Suzlon Energy shares jumped over 8 per cent on strong volumes on Friday, after the turbine maker said it will exit corporate debt restructuring (CDR) in eight months. Under CDR, companies that face difficulties in repaying their loans can work with banks to restructure their debt.
Suzlon was forced to enter CDR in 2013 after its $1.56 billion deal to buy German wind energy firm RePower in 2007 ran into trouble. The debt taken to purchase RePower (now renamed Senvion) badly hurt Suzlon, leading it to post India's biggest default in foreign currency convertible debt in 2012.
"We will be the fastest company to come out of CDR," said Suzlon's founder and Chairman Tulsi Tanti.
Suzlon expects its cash balance to exceed its debt in five years as it increases operating capacity and cuts its interest payments, he added.

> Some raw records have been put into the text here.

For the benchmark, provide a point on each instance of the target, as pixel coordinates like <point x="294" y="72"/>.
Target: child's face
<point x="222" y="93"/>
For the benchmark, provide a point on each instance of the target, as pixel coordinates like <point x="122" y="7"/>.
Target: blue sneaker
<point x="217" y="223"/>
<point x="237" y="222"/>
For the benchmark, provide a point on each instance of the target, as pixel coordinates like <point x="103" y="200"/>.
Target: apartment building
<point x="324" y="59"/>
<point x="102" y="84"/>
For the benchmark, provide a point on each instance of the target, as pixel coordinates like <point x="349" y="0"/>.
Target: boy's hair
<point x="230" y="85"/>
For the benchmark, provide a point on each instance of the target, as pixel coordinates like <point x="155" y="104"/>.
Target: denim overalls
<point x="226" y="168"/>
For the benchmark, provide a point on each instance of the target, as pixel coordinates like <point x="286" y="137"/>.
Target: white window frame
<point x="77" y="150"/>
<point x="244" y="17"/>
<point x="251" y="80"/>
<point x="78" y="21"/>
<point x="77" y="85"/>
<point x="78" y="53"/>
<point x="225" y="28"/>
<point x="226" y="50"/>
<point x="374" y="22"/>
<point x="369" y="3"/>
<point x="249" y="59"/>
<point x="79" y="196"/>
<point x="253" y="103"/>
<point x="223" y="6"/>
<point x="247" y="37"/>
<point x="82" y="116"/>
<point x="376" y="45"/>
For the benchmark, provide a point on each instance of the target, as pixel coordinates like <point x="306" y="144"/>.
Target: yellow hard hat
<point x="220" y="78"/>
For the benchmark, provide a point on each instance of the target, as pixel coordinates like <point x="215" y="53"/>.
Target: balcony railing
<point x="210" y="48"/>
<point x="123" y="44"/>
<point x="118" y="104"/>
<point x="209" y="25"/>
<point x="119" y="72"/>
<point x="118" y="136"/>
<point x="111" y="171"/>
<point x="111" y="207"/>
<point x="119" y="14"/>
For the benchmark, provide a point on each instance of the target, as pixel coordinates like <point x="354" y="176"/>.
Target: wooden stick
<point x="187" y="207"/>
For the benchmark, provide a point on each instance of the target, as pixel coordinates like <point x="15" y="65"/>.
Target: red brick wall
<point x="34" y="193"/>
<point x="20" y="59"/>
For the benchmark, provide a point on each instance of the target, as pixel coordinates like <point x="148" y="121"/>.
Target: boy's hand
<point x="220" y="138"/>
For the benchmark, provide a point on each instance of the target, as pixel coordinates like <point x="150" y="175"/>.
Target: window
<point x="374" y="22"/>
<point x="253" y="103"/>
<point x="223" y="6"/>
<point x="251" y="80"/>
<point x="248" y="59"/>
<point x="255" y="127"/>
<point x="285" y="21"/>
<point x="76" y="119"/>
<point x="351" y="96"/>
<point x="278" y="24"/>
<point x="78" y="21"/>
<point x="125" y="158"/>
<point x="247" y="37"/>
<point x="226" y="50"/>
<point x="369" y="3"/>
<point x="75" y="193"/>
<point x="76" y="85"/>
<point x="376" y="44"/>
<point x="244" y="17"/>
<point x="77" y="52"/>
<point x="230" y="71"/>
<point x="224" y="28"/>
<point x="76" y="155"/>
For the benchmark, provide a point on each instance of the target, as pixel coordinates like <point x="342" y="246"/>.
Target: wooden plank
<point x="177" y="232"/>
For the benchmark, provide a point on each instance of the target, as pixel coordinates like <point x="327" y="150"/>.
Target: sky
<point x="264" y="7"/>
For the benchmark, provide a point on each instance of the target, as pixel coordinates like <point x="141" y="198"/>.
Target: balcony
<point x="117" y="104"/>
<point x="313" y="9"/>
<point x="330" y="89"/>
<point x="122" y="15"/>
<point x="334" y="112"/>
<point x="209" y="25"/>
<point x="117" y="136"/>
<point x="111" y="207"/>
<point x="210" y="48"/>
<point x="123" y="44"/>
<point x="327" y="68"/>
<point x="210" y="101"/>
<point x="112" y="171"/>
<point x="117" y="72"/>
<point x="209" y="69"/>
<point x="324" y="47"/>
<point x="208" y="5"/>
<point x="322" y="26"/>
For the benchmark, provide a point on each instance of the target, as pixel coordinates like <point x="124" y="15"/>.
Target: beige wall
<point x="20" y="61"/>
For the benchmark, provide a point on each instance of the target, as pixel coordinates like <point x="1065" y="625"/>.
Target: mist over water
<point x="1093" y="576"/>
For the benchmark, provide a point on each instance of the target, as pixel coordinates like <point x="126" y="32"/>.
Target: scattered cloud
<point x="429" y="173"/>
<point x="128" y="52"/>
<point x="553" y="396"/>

Suzlon plans to add 15 gigawatts of wind and solar energy capacity over the next five years to its current asset base of 9.5 gigawatts.
Suzlon, which has a 27 per cent market share in domestic turbine market, expects it share to go up to 40 per cent by March 2017.
Suzlon shares closed 5.5 per cent higher at Rs 17.15. The stock outperformed the Nifty, which ended with 1.5 per cent gains.